Die Daten der Studie zeigen, dass Diranersen über einen Zeitraum von 18 Monaten bei allen untersuchten Dosierungen eine spürbare Wirksamkeit entfalten konnte. Besonders die Dosis von 60 Milligramm, die alle sechs Monate verabreicht wurde, stach heraus. Hier verlangsamte sich der kognitive Verfall, gemessen auf der klinischen Demenz-Bewertungsskala CDR-SB, im Vergleich zu Placebo um signifikante 26 Prozent. Auch bei weiteren wichtigen Messgrößen wie ADAS-Cog13 und MMSE zeigte sich eine Verlangsamung des Verfalls um 42 beziehungsweise 50 Prozent.
Warum ist der Ansatz von Biogen Alzheimer so innovativ?
Bisherige am Markt zugelassene Medikamente wie Leqembi, das von Biogen und Eisai vertrieben wird, oder Kisunla von Eli Lilly konzentrieren sich primär auf den Abbau von Amyloid-Beta-Plaques. Diranersen geht als erste Tau-gerichtete Therapie einen anderen Weg. Der Wirkstoff verringert nicht nur die Neuproduktion des schädlichen Proteins, sondern baut laut den Studienergebnissen auch bereits im Gehirn vorhandene Tau-Tangle-Strukturen ab. Experten wie Cath Mummery vom UCL Queen Square Institute of Neurology sprechen von den überzeugendsten Daten, die in diesem Bereich der Arzneimittelentwicklung bislang vorgelegt wurden.
Durch die unterschiedlichen Wirkmechanismen spekulieren Branchenkenner bereits über künftige Kombinationstherapien. Da die meisten Patienten sowohl unter Amyloid- als auch unter Tau-Ablagerungen leiden, könnte eine kombinierte Verabreichung beider Ansätze die Behandlung von Alzheimer revolutionieren. Zudem bietet Diranersen einen praktischen Vorteil: Da es nur alle sechs Monate per Lumbalpunktion verabreicht werden muss, entfallen die häufigeren Infusionen, die bei reinen Amyloid-Therapien notwendig sind.
Wie reagiert die Aktie auf die Studienergebnisse?
Obwohl die medizinischen Daten der Studie als großer Erfolg gewertet werden, reagierte der Aktienmarkt am Dienstag mit deutlichen Abschlägen. Die Aktie von Biogen Inc. verlor im Handelsverlauf rund 8,68 Prozent und notierte bei 190,88 US-Dollar. Damit verzeichnete das Papier den größten prozentualen Tagesverlust seit März 2026 und rutschte wieder unter die wichtige Ausbruchsmarke von 202,41 US-Dollar.
Marktbeobachter führen den Kurssturz darauf zurück, dass die Daten bei einigen Investoren noch offene Fragen bezüglich der optimalen Dosierung hinterlassen haben.
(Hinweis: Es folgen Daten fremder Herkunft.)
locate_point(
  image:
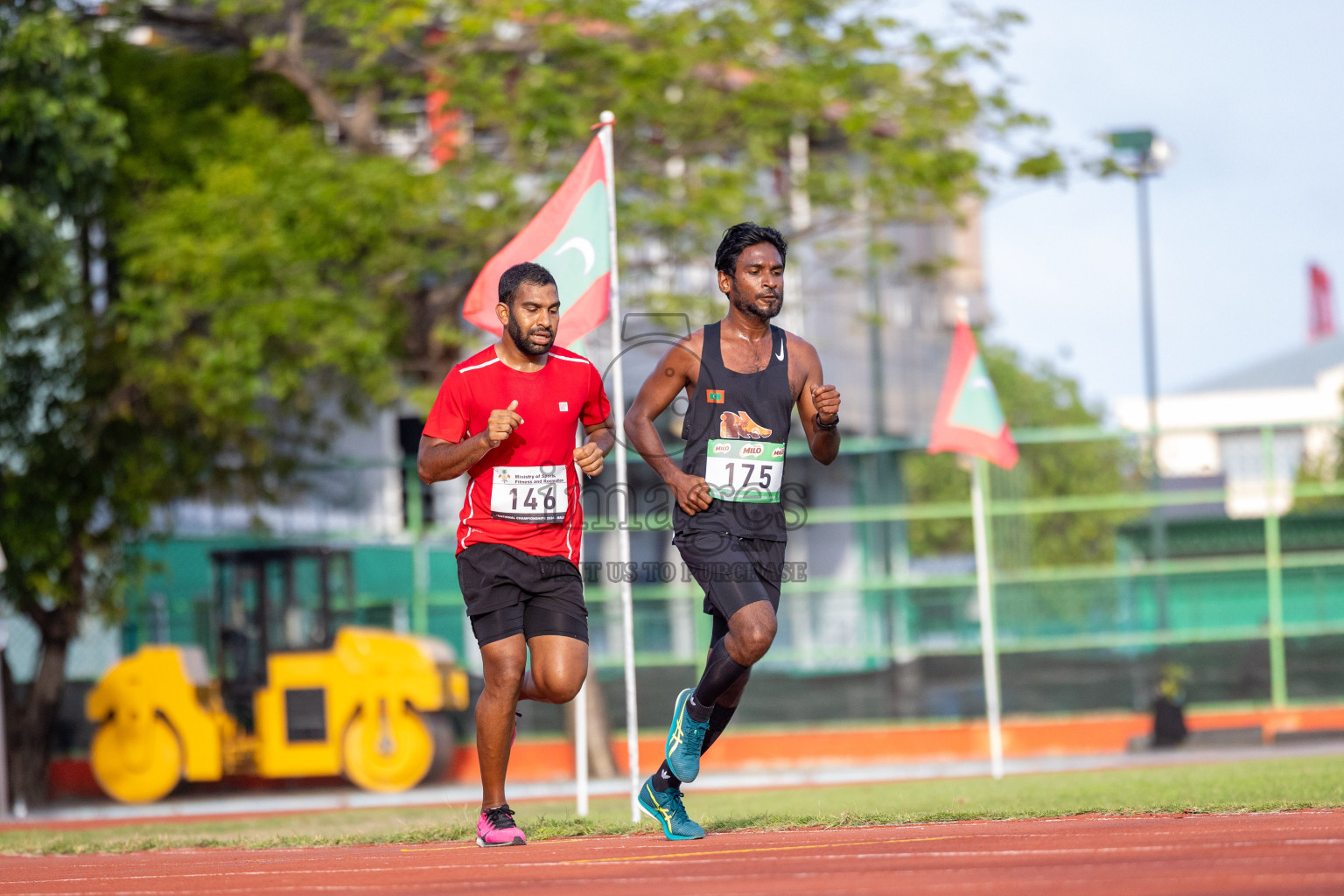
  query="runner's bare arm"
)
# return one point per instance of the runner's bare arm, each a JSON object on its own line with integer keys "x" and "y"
{"x": 440, "y": 459}
{"x": 679, "y": 368}
{"x": 589, "y": 456}
{"x": 816, "y": 401}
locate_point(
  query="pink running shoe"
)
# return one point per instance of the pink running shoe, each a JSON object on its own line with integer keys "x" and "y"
{"x": 496, "y": 828}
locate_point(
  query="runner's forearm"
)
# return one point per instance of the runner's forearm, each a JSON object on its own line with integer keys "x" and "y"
{"x": 824, "y": 444}
{"x": 449, "y": 459}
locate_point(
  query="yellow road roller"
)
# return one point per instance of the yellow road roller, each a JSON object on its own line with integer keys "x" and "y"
{"x": 290, "y": 700}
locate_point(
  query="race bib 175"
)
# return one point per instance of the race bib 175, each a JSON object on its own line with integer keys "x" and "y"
{"x": 745, "y": 471}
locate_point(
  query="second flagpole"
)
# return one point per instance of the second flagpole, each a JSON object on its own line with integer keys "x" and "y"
{"x": 985, "y": 601}
{"x": 622, "y": 529}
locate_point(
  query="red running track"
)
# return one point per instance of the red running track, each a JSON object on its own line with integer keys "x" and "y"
{"x": 1140, "y": 856}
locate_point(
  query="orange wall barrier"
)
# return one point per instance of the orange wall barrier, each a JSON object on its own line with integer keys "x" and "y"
{"x": 750, "y": 750}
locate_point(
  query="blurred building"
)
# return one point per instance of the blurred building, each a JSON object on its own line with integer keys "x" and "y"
{"x": 1215, "y": 433}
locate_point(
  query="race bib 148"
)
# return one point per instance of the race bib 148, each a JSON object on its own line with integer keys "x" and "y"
{"x": 528, "y": 494}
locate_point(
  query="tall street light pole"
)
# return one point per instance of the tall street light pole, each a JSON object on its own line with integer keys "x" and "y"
{"x": 1141, "y": 155}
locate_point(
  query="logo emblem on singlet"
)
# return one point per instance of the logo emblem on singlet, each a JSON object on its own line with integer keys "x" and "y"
{"x": 741, "y": 426}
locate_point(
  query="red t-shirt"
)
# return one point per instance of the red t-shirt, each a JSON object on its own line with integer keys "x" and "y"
{"x": 514, "y": 496}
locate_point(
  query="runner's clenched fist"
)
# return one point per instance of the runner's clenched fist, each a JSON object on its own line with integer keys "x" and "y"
{"x": 827, "y": 401}
{"x": 501, "y": 424}
{"x": 589, "y": 457}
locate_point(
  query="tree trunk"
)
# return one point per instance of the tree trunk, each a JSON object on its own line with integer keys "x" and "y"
{"x": 39, "y": 712}
{"x": 11, "y": 727}
{"x": 601, "y": 765}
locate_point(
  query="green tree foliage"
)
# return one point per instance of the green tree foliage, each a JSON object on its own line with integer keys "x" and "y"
{"x": 269, "y": 270}
{"x": 706, "y": 95}
{"x": 248, "y": 313}
{"x": 1032, "y": 396}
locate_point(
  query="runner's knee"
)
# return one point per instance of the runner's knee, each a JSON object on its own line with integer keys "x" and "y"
{"x": 756, "y": 635}
{"x": 556, "y": 687}
{"x": 504, "y": 677}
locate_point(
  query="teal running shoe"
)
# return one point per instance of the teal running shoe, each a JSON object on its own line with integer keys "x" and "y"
{"x": 666, "y": 808}
{"x": 686, "y": 739}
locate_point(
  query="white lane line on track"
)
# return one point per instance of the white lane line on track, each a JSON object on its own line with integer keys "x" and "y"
{"x": 687, "y": 858}
{"x": 1289, "y": 878}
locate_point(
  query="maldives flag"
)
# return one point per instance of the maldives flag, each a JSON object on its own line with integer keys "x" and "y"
{"x": 570, "y": 236}
{"x": 970, "y": 418}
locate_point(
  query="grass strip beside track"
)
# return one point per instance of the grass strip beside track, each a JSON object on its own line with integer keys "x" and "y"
{"x": 1270, "y": 785}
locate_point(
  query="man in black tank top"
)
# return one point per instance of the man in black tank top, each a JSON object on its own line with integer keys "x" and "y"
{"x": 742, "y": 378}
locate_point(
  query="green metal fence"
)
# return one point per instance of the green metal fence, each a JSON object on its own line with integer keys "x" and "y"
{"x": 1256, "y": 602}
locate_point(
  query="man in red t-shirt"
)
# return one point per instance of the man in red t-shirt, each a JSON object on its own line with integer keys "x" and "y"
{"x": 507, "y": 416}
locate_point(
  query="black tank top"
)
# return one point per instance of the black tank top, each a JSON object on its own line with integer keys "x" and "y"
{"x": 735, "y": 434}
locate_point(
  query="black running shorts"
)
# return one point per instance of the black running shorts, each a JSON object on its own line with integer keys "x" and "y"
{"x": 732, "y": 571}
{"x": 509, "y": 592}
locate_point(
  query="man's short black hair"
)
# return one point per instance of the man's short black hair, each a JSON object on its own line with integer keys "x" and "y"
{"x": 741, "y": 236}
{"x": 519, "y": 274}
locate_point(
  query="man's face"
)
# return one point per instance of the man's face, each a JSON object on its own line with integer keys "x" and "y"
{"x": 757, "y": 288}
{"x": 533, "y": 320}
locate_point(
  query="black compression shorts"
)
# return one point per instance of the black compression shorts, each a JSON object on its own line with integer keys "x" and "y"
{"x": 732, "y": 570}
{"x": 509, "y": 592}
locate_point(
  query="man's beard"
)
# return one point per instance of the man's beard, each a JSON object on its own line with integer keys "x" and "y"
{"x": 747, "y": 306}
{"x": 524, "y": 340}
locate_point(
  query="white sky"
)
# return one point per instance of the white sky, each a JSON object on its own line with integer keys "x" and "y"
{"x": 1251, "y": 97}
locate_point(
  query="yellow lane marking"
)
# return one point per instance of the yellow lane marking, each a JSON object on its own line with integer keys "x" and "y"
{"x": 752, "y": 850}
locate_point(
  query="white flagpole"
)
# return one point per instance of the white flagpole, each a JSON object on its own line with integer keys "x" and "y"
{"x": 581, "y": 731}
{"x": 622, "y": 529}
{"x": 988, "y": 649}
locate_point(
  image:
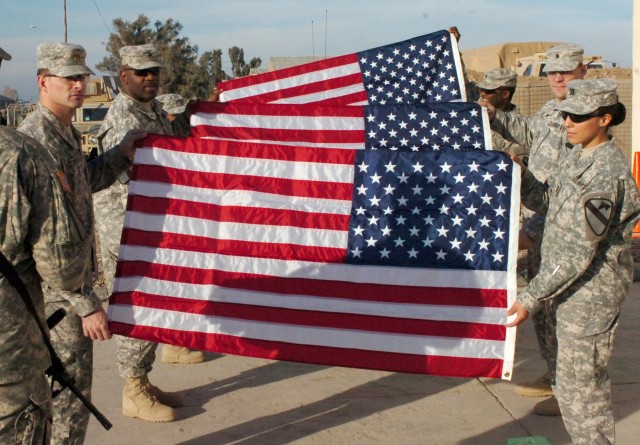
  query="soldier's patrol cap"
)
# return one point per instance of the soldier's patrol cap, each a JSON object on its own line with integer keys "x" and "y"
{"x": 4, "y": 55}
{"x": 499, "y": 77}
{"x": 173, "y": 103}
{"x": 564, "y": 57}
{"x": 140, "y": 57}
{"x": 586, "y": 96}
{"x": 62, "y": 59}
Höhere Dosen führten in der CELIA-Studie überraschenderweise nicht zu einer stärkeren Verlangsamung des kognitiven Verfalls. Dennoch bleibt die Aktie im Jahresvergleich gut im Rennen und liegt trotz des aktuellen Rückschlags rund 9,8 Prozent im Plus. Der Abstand zum 52-Wochen-Tief von 122,68 US-Dollar aus dem Juli 2025 ist weiterhin komfortabel.
Wann startet die entscheidende Phase-3-Studie?
Die Magnitude der Tau-Reduktion und des kognitiven Nutzens, die in der CELIA-Studie beobachtet wurden, gehört zu den überzeugendsten Ergebnissen, die bislang in der Alzheimer-Forschung berichtet wurden.— Cath Mummery
Aufgrund der konsistenten Ergebnisse aus den bisherigen Studienphasen plant das Management von Biogen, den Wirkstoff zügig in die entscheidende Phase-3-Entwicklung zu überführen. Diese konfirmatorische Phase ist der letzte große Schritt vor einer möglichen Zulassung durch die US-Arzneimittelbehörde FDA, die Diranersen bereits im vergangenen Jahr den Fast-Track-Status erteilt hat. Da Biogen die weltweiten Exklusivrechte für die Vermarktung hält, könnte das Medikament bei einem Erfolg in der Spätphase zu einem extrem wichtigen Umsatztreiber für das Biotech-Unternehmen werden.